Мы, крадучись, спустились вниз, на залитую лунным светом равнину, покинув укрытие приютивших нас деревьев. Почти на каждом шагу я натыкался своей железной подковой на камень или ветку, треск которой то и дело взрывал тишину. Все ближе и ближе. Они могут проснуться. Стоит одному пробудиться, как он сразу же разбудит соседа. Именно так они прокрадывались бы к Зиону в темноте ночи, если бы не Джофри Монпелье, благослови его Бог. Если мы останемся в живых, то отдадим ему самую лучшую землю в Зионе, какую он только пожелает. Мы построим ему дом и назначим его главой совета. Теперь все отчетливо почувствовали запах жареного мяса, которое они готовили себе на ужин. По мере нашего приближения он начал смешиваться с запахами человеческого жилья - дыхания, немытых тел, грязной одежды, шкур и обглоданных костей.
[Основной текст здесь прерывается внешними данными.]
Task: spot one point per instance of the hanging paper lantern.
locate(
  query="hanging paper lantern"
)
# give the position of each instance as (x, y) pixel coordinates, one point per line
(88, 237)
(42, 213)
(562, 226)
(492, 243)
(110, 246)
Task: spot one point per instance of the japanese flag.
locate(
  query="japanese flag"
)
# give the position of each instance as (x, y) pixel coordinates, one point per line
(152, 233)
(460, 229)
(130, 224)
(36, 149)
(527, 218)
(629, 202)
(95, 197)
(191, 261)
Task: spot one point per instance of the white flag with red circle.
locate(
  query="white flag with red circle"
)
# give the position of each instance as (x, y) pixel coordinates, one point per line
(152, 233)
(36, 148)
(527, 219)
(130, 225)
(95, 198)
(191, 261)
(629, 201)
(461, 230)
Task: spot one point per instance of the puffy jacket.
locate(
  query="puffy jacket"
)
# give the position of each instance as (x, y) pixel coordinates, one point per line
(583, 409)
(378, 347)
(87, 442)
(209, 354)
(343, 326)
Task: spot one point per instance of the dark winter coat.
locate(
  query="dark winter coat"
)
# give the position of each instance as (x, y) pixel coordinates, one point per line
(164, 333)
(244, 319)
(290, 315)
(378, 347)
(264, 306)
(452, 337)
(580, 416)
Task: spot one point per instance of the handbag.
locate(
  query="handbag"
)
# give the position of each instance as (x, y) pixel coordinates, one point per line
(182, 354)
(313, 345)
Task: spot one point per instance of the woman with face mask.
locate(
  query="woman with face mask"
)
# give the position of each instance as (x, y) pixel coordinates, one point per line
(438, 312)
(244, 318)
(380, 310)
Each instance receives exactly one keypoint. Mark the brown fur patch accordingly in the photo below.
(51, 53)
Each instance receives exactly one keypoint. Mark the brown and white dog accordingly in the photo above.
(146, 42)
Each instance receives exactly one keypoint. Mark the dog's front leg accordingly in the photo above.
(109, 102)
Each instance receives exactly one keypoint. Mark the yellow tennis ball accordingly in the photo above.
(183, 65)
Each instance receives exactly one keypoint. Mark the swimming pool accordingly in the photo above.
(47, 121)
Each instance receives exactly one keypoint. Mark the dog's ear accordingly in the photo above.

Мы оглядели десять небольших палаток, вокруг которых у пепелищ костров лежали распластанные в сонном забытьи тела. Ничего не подозревающие, беззащитные, как они рискнули развлекаться вот так, на открытом месте? Несомненно, Джофри говорил правду, рассказывая о таверне в Диксонвиле. И если эта схватка завершится нашей победой, то даже Эли придется признать, что зло может иногда приносить положительные результаты.
- Приканчивайте их тихо, чтобы не поднять на ноги весь лагерь, последовал приказ.
Вот мы наконец пришли. Передо мной и Энди на земле были распростерты тела шести безмятежно спавших индейцев, лежавших ногами к костру. У нас были ружья, но пользоваться ими было еще не время. Мы заточили свои топоры, были у нас и ножи с острыми лезвиями. Энди выбрал нож. Я видел как он, повинуясь своей обычной привычке, прищурил один глаз и пальцем провел по острию ножа, затем молча, словно призрак мести, вонзил его в жертву. Я предпочел топор, боясь ощутить близкое соприкосновение с живой плотью. "Как будто это дерево", - настойчиво внушал я себе и вспоминал "между головой и плечом". Взмахнув топором, я с силой опустил его.